Le projet inquiète également Jack Urame, évêque en chef de l'Église évangélique luthérienne de Papouasie-Nouvelle-Guinée, une institution majeure dans le pays dont les fidèles représentent environ 16% de la population selon les chiffres du gouvernement.

- "Notre mer" -

"Si l'exploitation minière a lieu, ce sera une véritable catastrophe pour la population elle-même", s'inquiète-t-il auprès de l'AFP.

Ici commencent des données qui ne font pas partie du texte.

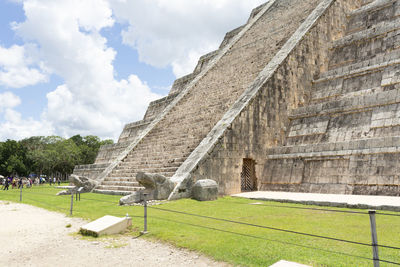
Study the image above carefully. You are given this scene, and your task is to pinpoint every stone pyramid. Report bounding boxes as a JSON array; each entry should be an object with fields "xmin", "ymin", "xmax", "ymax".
[{"xmin": 74, "ymin": 0, "xmax": 400, "ymax": 199}]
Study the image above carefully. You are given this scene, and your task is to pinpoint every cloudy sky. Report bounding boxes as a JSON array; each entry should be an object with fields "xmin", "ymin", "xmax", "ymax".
[{"xmin": 0, "ymin": 0, "xmax": 266, "ymax": 141}]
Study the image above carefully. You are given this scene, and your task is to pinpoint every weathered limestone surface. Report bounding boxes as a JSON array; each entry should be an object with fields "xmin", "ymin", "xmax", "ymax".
[
  {"xmin": 183, "ymin": 1, "xmax": 400, "ymax": 195},
  {"xmin": 96, "ymin": 0, "xmax": 319, "ymax": 196},
  {"xmin": 76, "ymin": 0, "xmax": 400, "ymax": 199},
  {"xmin": 171, "ymin": 1, "xmax": 360, "ymax": 198}
]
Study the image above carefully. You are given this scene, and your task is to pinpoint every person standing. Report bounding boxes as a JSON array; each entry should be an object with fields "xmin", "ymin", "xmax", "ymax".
[{"xmin": 3, "ymin": 178, "xmax": 10, "ymax": 190}]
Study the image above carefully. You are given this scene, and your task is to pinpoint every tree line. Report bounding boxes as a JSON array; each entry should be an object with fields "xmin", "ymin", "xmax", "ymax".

Selon lui, cette partie de la côte revêt une importance culturelle. "Certaines communautés rejettent l'idée dans sa totalité, car elles estiment qu'elle détruira la mer, la vie marine et, par là même, leurs moyens de subsistance", explique-t-il.

Elle abrite également l'une des plus grandes populations nicheuses du pays de tortues luths, une espèce classée comme "vulnérable" par l'Union internationale pour la conservation de la nature (UICN).

Le projet suscite l'inquiétude des habitants du village côtier de Yanga. "Nous ne voulons pas de votre pipeline à travers notre village", ont ainsi écrit des personnes âgées de Yanga dans une pétition datée de 2024, consultée par l'AFP.

"Nous, les habitants de Yanga, ne vous avons pas donné notre consentement donc nous voulons que vous quittiez nos terres ancestrales", poursuit le texte. "C'est notre zone de pêche depuis de nombreuses générations. C'est notre plage et notre mer."